[time-nuts] looking for SMT oscillator SC cut, with no oven

Mike Garvey r3m1g4 at verizon.net
Wed Aug 26 22:18:26 EDT 2015


You might start with Leeson's equation to calculate the resonator Q that you
need to get the phase noise you desire.  Overtone resonators have higher Q,
but they are too "stiff" to keep on frequency (with a reactive tuning
network) under conditions in which the resonator is exposed to any practical
range of (ambient) temperatures.  Said another way, to get the phase noise
you desire, you may need a Q that can only be achieved with an overtone
resonator that cannot be brought/kept on frequency except by keeping its
temperature stable (which needs to be above any expected ambient).

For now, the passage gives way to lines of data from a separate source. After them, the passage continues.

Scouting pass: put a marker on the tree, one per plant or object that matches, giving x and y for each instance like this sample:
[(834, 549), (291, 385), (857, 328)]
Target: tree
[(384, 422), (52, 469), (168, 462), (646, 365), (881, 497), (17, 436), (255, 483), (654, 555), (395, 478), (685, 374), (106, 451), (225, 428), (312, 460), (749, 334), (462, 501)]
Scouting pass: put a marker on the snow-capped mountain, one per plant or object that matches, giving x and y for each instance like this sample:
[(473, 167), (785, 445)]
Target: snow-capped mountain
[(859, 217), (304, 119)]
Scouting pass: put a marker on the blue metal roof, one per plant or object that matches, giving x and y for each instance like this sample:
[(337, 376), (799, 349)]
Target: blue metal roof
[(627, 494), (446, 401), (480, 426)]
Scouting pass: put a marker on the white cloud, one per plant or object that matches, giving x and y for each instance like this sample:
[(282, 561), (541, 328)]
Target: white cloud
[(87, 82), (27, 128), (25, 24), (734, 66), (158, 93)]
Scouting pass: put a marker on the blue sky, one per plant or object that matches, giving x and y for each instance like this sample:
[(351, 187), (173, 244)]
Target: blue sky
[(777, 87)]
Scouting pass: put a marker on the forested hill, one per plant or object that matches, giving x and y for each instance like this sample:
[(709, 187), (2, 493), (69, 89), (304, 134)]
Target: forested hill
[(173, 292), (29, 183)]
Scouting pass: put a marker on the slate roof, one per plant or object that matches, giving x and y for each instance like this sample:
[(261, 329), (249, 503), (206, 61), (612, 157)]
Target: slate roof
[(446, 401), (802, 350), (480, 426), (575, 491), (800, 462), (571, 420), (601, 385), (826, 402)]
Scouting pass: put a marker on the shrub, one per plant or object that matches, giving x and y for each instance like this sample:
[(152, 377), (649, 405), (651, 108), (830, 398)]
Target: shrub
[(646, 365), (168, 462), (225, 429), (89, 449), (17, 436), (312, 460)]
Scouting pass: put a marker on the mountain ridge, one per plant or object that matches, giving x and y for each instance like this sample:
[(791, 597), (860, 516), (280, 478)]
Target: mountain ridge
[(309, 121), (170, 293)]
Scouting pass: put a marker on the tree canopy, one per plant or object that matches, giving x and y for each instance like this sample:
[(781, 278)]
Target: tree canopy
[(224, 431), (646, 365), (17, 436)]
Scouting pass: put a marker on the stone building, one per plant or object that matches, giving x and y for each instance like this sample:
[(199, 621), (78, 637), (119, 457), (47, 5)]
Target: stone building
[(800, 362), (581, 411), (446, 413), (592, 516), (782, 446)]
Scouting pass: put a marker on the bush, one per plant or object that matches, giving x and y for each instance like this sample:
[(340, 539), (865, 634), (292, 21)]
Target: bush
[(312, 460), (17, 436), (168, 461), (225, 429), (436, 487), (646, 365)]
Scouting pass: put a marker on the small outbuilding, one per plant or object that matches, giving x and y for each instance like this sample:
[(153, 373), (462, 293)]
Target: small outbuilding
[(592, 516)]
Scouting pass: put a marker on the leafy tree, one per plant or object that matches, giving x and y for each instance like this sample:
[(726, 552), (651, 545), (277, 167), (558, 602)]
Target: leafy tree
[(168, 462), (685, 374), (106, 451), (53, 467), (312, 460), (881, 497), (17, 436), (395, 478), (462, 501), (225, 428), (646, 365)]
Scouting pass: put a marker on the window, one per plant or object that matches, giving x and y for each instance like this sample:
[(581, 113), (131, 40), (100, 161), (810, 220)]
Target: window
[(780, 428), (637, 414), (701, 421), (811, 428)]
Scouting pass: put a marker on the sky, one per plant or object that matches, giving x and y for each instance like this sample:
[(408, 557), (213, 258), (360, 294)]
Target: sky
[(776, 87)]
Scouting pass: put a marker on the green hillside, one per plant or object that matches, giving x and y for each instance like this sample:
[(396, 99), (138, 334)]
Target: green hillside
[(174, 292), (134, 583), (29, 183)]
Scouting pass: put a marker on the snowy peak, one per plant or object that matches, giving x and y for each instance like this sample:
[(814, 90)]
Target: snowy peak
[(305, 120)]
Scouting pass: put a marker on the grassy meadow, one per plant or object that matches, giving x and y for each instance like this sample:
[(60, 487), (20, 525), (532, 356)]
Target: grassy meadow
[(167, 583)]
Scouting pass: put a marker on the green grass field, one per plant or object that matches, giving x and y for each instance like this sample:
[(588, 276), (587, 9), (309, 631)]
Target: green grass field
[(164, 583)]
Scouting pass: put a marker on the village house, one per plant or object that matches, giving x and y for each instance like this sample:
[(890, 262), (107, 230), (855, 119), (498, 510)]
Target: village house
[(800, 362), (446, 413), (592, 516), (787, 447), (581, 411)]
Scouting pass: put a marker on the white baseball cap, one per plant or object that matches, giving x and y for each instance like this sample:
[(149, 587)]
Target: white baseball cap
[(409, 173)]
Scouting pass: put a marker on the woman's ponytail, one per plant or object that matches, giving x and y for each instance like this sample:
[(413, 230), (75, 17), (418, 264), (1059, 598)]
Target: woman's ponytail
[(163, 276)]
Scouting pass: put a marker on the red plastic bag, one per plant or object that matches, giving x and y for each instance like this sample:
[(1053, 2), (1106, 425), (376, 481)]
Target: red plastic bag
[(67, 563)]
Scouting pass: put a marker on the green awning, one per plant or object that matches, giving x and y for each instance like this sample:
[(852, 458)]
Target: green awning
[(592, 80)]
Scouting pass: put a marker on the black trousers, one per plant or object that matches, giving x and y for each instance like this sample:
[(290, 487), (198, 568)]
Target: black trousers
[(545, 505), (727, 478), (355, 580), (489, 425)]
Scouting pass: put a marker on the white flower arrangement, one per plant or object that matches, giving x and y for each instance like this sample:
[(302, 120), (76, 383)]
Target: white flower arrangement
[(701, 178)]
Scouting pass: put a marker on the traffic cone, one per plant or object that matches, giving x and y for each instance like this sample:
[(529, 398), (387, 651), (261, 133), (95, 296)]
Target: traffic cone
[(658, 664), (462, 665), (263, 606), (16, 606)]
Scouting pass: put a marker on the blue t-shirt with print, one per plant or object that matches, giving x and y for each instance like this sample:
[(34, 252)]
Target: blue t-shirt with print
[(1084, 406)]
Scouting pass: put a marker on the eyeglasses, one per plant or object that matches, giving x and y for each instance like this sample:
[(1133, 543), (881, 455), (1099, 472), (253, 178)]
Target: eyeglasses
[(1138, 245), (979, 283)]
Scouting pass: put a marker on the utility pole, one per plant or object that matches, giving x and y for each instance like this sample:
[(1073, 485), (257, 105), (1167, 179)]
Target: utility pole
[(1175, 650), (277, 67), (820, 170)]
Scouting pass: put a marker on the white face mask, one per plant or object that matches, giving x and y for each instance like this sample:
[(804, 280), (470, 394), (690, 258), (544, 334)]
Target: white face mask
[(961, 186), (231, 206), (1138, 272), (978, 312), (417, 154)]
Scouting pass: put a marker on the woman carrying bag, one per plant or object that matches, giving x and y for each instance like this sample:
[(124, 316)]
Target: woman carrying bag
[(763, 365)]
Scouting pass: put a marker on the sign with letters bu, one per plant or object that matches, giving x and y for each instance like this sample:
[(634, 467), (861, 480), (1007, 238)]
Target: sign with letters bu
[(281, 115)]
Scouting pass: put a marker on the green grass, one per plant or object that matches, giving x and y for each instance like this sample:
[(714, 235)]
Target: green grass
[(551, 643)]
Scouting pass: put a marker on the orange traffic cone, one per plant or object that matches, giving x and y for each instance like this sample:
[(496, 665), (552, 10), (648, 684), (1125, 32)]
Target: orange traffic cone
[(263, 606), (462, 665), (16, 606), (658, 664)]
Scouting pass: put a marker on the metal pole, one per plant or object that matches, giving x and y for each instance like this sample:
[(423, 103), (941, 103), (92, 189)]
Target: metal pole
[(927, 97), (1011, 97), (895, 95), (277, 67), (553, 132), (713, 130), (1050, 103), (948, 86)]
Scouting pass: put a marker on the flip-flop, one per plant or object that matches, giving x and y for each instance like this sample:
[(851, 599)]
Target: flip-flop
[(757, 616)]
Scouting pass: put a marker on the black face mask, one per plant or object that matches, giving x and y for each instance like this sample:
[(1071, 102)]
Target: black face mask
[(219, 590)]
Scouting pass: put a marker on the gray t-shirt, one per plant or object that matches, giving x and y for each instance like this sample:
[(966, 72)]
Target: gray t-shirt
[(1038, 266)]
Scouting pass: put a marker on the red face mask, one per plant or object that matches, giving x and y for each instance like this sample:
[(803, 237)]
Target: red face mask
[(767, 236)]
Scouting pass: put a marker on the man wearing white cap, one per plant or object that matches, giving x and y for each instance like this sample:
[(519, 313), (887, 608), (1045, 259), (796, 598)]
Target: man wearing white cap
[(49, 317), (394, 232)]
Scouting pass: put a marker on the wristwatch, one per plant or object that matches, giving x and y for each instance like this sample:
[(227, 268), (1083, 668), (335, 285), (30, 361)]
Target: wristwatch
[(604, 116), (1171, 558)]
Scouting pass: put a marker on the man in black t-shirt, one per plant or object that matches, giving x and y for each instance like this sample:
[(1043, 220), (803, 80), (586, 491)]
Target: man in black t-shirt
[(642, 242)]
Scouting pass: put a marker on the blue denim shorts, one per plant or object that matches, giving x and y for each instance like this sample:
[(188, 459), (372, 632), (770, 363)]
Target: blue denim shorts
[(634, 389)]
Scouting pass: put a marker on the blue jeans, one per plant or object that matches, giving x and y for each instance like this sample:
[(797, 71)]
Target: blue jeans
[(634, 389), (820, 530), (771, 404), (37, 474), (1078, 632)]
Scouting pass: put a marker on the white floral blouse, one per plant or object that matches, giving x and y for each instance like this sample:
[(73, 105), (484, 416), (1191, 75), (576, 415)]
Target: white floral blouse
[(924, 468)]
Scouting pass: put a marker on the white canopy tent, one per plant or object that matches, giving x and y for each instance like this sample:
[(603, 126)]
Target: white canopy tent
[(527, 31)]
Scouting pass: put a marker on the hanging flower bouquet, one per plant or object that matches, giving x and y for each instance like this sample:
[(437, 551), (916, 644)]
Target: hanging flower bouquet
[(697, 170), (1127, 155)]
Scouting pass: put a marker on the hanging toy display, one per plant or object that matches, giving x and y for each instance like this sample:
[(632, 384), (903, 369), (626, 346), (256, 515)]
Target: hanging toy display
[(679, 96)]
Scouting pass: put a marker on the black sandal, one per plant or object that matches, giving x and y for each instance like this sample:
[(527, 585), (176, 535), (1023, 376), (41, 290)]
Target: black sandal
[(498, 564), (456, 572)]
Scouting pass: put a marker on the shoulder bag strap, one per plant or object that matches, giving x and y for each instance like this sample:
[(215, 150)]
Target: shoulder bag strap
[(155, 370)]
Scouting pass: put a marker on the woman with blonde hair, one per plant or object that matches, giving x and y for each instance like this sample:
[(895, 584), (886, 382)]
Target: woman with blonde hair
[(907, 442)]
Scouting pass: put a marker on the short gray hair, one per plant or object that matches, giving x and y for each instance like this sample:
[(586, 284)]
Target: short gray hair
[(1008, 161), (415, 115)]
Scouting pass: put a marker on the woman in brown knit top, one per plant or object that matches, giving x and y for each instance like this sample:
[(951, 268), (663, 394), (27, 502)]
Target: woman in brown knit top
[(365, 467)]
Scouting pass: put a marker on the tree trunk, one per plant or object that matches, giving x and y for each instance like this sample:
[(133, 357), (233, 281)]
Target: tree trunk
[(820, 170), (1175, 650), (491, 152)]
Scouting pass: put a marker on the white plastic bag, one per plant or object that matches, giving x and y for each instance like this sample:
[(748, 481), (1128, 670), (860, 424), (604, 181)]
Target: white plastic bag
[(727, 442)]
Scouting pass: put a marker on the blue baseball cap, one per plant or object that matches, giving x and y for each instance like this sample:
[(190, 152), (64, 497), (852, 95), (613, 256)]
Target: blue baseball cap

There is a lot of good material on this topic at
http://www.ieee-uffc.org/publications/books/index.asp 

If you can afford the complexity and power of synthesizing the desired
frequency (with a DDS, perhaps) from the overtone resonator you could absorb
the resonator inaccuracy with tuning commands that you send to the DDS.

Mike

-----Original Message-----
From: time-nuts [mailto:time-nuts-bounces at febo.com] On Behalf Of Jim Lux
Sent: Wednesday, August 26, 2015 2:24 PM
To: Discussion of precise time and frequency measurement
Subject: [time-nuts] looking for SMT oscillator SC cut, with no oven

For a project at work, I'm looking for a good close in phase noise
oscillator (better than -100dBc@ 10Hz, -120dBc would be nice) at 100 MHz in
a SMT form factor.  But it doesn't need good temperature stability. 
There's tons of SMT OCXOs out there with reasonably good performance, but
they draw "watts".  My application is actually quite temperature stable
already AND I have an external reference to measure against.

Most of the lower powered oscillator modules are TCXO, and have, maybe,
-80dBc at 10MHz.

I guess we could go to a discrete design with a crystal and amplifier, but a
little clock module would be a simpler solution.